Member-only story

BRYTER LAYTER

John E Marks
1 min readDec 29, 2024

--

Photo by Maksym Kaharlytskyi on Unsplash

Morning rain soaks my clothes, my hair, my skin,
I do not care. I am not there.
I study the mortar between the crumbling bricks
in this old wall built by the calloused hands of men who’d served
on the Somme and who’d been called ‘such dirty scabs
in 1929 by striking Salford dockers;
they’d hung their heads but they had mouths to feed.
They’d taken any work they could get,
Men carved their initials and the date 1929 on the granite bridge
that took them over to Quaker fields, where kicking a soggy football
helped them to forget their empty bellies, if only for a while.
Now young kids smoke skunk here, the sweet smell is everywhere,
hanging heavy in the air.
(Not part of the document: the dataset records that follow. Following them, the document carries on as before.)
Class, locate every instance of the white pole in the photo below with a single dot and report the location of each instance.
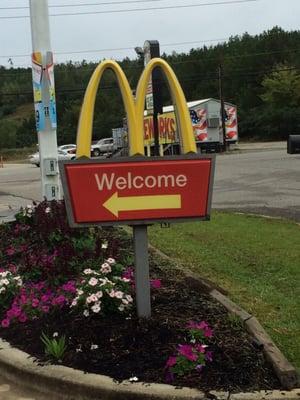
(44, 98)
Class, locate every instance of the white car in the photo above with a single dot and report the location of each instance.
(67, 147)
(62, 155)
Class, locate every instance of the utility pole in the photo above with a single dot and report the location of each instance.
(222, 111)
(154, 97)
(44, 98)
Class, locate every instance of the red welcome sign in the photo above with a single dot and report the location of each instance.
(135, 191)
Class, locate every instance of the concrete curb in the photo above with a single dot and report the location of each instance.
(283, 369)
(55, 382)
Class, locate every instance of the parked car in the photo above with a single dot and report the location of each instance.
(67, 147)
(105, 145)
(34, 159)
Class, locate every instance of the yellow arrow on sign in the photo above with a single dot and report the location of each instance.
(116, 204)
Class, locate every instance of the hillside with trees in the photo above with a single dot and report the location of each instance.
(260, 75)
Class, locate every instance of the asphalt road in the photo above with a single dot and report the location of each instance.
(265, 182)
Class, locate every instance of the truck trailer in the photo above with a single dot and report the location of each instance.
(207, 126)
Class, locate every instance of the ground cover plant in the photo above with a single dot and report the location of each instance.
(67, 296)
(257, 260)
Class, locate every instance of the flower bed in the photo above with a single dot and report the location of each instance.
(68, 296)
Their great grandfathers used Laudanum,
that concoction of opium and alcohol, then still rife, despite the law.
There is always resistance, many ways to get out of your head
And to imagine that there could be more. So much fucking more.

--

--

John E Marks
John E Marks

Written by John E Marks

Beauty is the only thing that time cannot harm. Genuine poetry can communicate before it is understood. T. S. Eliot

Responses (1)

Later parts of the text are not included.